San Diego Union-Tribune (Sunday)
BIDEN CAN FIX U.S. ASYLUM, FIRST THINGS FIRST
The cruelty with which would-be immigrants and asylum-seekers were often treated at the U.S. border was a feature, not a bug, of immigration policies with President Donald Trump in the White House.
Trump and many of his appointees essentially rejected U.S. laws that dictated asylum should be provided to those who legitimately feared they faced persecution and abusive treatment in their home countries because of their race, religion, nationality, political views or membership in a “particular social group” such as the LGBTQ+ community.
When Joe Biden took over as president in January 2021, the cruel posturing disappeared.
Biden quickly won kudos for ending Trump’s policy of turning away asylum-seeking minors, leading to much improved treatment of young migrants. Biden also won praise after his administration unveiled a plan to increase legal immigration and to simplify related bureaucratic procedures.
Unfortunately, 14 months into his presidency, Biden’s handling of a key aspect of immigration policy has become increasingly confusing and arbitrary to the point it can seem downright unfair.
The biggest issue: To the shock of human rights groups, Biden has retained a Trump policy known as Title 42 that was adopted in March 2020. It gives border agents the authority to immediately expel migrant families caught crossing the border back to Mexico or their home countries.
This is depicted as a public health measure to contain the COVID-19 pandemic and was defended on those grounds by a Department of Homeland Security spokesperson last week.
But giving such authority to individual agents has led to decisions at the border that seem capricious and racist. The spokesperson insisted that agents had clear standards to decide when to admit individuals on “humanitarian” grounds. Yet reporting by Kate Morrissey of The San Diego Union-tribune paints a chaotic, troubling picture.
Morrissey’s analysis of Customs and Border Protection data found that people from countries with mostly White residents were much less likely to be expelled under Title 42 than people from Mexico, Guatemala, Honduras and El Salvador. This was true under both Trump and Biden.
One story told of how three Ukrainians walked up to the San Ysidro Port of Entry to request asylum and were let in the United States within about an hour or so. But Russians who shared the same fear of persecution under Russian dictator Vladimir Putin as the Ukrainians whose nation Putin invaded last month were denied entry. So were Mexican families and a Nigerian man who said he had been shot while in Mexico.

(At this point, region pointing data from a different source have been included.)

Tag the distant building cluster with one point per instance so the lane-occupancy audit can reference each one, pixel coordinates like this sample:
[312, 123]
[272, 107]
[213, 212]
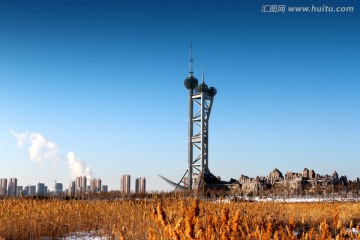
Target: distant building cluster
[80, 186]
[9, 187]
[140, 184]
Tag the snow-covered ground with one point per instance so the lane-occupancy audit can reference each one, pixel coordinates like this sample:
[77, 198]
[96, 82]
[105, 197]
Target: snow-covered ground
[289, 200]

Thankfully, major changes are in the works. Citing U.S. officials and draft Department of Homeland Security documents, Reuters and Buzzfeed News have recently reported that the Biden administration is giving serious consideration to ending Title 42 pending a lengthy internal review.
And on Thursday, the administration released a comprehensive plan to speed up the processing of 670,000-plus backlogged asylum claims by adding many new asylum officers to evaluate the claims.
The administration hopes to be able to process each case in six months instead of the present five years. Devoting far more resources to this problem has always been the obvious solution.
But will Title 42 be replaced with a policy that also has arbitrary standards? If so, the problems will remain as profound at the start of the asylumseeking process as in the middle and the end.
On immigration, concerns about cruelty with the last president have given way to concerns about competence and cohesiveness with the new one. Unless he can fix the initial asylum evaluation process so it is coherent and fair for all, Joe Biden invites and deserves criticism. In year two of his presidency, not being Donald Trump is not good enough.